Horses with evidence of epistaxis can be challenging to diagnose and manage. The volume of visible blood can range from a
trace of serosanguinous discharge that is suggestive of a past episode of bleeding, to high volume fresh blood flow from both
nares. The occurrence can be sporadic and intermittent or sudden, continuous and fatal in a short period of time. Epistaxis
can be secondary to hemorrhage arising from anywhere along the respiratory tract. Unilateral epistaxis tends to arise from
somewhere rostral to the caudal extent of the nasal septum, i.e. from the ipsilateral nasal passage/paranasal sinus region.

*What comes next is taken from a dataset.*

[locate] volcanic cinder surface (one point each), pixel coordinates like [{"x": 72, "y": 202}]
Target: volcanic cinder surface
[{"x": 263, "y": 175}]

Bilateral nasal epistaxis is typically from a lesion caudal to the end of the nasal septum but occasionally the lesion will
be located in the caudal nasal passage on one side and blood tracks down both nasal passages. Successful treatment of the
cause of epistaxis depends on an accurate and timely diagnosis. Respiratory tract endoscopy and radiography remain the key
imaging modalities to facilitate most diagnoses. Biopsy of masses is also required for definitive diagnosis in many cases.
Awareness of the causes of nasal epistaxis and classic history and clinical signs are useful to formulate a differential diagnosis
and determine if a case represents an emergency. This paper will describe the causes of nasal hemorrhage moving from the upper
to the lower respiratory tract. Iatrogenic causes of nasal hemorrhage are not discussed (for example, nasogastric intubation
trauma, and surgical trauma).
Upper Respiratory Tract Origin
Idiopathic Mucosal Bleeding
Rarely, or perhaps more commonly than appreciated, a steady or intermittent low flow nasal bleed will arise from a leaking
mucosal vessel in the nasal, paranasal or nasopharyngeal wall. Historically these horses are reported to have spontaneous
epistaxis of very small volume, sometimes related to exercise. The bleeding often stops and then recurs intermittently days,
weeks or months apart. Veterinary attention is sought when the bleeding persists or is more frequent in occurrence. Diagnosis
is completely dependent on endoscopic visualization of the source of bleeding from a mucosal surface. Use of a pediatric endoscope
allows thorough examination of the nasal conchal surfaces where access into the recesses of the nasal meati is too tight for
a standard 9-10 mm diameter endoscope to pass without traumatizing the tissues. Active bleeding must be present to find the
source of this hemorrhage. A single vessel rupture, sometimes with a low pulsatile flow if a small arterial branch is damaged,
or a diffuse oozing of blood from a small surface area of the mucosa has been seen. These cases have been successfully treated
by cauterizing any accessible bleeding vessel/mucosa with silver nitrate sticks or laser ablation.